Tijd voor tijd overwerk

Met ingang van 1 januari 2019 is compensatie in (betaalde) vrije tijd van meer- of overwerk (tijd voor tijd) alleen nog maar mogelijk als daarover in een cao afspraken zijn gemaakt. Bovendien moet het overwerk worden gecompenseerd voor 1 juli van het kalenderjaar volgend op het kalenderjaar waarin het overwerk is verricht. Gebeurt dat niet, dan moeten de uren alsnog worden uitbetaald in geld.

Dit geldt overigens alleen als voor het totaal aantal uren, inclusief overwerk, minder dan het minimumloon wordt betaald.
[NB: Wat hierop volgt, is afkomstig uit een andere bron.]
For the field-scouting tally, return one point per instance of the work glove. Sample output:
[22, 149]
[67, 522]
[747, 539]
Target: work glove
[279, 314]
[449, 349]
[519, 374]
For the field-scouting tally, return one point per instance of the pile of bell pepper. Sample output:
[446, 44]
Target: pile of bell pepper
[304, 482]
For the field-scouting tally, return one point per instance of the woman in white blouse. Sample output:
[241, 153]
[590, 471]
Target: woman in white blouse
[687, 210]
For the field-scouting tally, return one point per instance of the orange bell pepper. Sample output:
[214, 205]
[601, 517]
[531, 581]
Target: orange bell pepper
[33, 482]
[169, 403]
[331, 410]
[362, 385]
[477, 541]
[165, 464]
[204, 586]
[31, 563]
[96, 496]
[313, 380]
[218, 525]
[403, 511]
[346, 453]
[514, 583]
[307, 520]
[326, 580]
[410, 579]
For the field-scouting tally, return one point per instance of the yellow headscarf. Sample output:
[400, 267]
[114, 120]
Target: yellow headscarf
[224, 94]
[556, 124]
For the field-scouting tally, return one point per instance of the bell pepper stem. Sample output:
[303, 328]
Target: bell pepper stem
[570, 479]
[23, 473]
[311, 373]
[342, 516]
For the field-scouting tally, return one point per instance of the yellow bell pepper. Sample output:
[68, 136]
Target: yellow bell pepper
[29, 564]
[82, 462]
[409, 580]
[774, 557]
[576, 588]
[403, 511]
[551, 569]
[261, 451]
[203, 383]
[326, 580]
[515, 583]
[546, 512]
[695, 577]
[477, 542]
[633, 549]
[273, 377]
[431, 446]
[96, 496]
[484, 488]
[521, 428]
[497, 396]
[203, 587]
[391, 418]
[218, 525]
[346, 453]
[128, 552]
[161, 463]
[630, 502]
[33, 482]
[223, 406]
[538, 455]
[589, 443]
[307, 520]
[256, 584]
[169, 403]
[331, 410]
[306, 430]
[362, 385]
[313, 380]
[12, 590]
Wordt tenminste het minimumloon betaald, dan geldt voorgaande dus niet en is het alsnog mogelijk om over- en meerwerk te compenseren in vrije tijd.

In de cao Motorvoertuigen- en Tweewielerbedrijf en de cao Carrosserie zijn afspraken gemaakt over het vergoeden van overwerk in tijd. Voor bedrijven die vallen onder deze cao’s blijft het dus mogelijk om overwerk in tijd te vergoeden.
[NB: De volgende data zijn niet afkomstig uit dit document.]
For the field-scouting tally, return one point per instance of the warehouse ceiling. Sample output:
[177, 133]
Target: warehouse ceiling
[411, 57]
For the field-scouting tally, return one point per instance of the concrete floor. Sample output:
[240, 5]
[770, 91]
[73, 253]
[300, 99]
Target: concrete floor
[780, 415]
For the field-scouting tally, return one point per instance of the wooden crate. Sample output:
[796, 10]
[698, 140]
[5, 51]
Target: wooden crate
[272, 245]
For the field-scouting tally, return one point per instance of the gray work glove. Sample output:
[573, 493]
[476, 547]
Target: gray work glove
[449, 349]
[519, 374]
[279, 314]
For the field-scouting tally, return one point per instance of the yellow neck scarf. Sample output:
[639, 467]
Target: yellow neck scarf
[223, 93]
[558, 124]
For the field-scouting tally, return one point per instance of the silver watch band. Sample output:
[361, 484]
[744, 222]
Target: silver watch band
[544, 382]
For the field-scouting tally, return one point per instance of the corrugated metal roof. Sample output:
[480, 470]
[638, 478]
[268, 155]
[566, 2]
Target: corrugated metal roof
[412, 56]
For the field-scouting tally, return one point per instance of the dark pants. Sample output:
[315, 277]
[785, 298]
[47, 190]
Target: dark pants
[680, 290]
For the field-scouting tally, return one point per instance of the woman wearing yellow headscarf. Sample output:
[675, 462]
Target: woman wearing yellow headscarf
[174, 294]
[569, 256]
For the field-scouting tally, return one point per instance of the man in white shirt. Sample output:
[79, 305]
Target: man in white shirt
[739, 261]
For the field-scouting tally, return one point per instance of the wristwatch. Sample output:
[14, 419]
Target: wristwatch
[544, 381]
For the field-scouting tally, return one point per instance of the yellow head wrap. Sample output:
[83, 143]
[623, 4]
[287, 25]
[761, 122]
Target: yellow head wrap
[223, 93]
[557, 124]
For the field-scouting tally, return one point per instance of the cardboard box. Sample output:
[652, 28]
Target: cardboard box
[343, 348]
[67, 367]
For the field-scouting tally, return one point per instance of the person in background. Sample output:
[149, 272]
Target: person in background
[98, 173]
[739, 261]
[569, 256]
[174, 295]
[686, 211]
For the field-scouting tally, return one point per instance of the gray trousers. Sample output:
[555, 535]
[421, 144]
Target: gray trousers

In de cao Tankstations en Wasbedrijven zijn alleen afspraken gemaakt voor de compensatie van overwerk. Dat betekent dat overwerk vanaf 1 januari 2019 nog wel gecompenseerd mag worden in betaalde vrije tijd, maar meerwerk niet meer in alle gevallen. Meerwerk moet uitbetaald worden in geld, tenzij:

  • Er sprake is van flexibele arbeid in de zin van artikel 20 lid 7 cao Tank en Was;
  • Meeruren in dezelfde maand dat ze worden opgebouwd ook worden gecompenseerd in betaalde vrije tijd; of
  • Over alle gewerkte uren (dus de gewone uren + meeruren) per betalingsperiode gemiddeld nog steeds meer dan het minimumloon wordt betaald.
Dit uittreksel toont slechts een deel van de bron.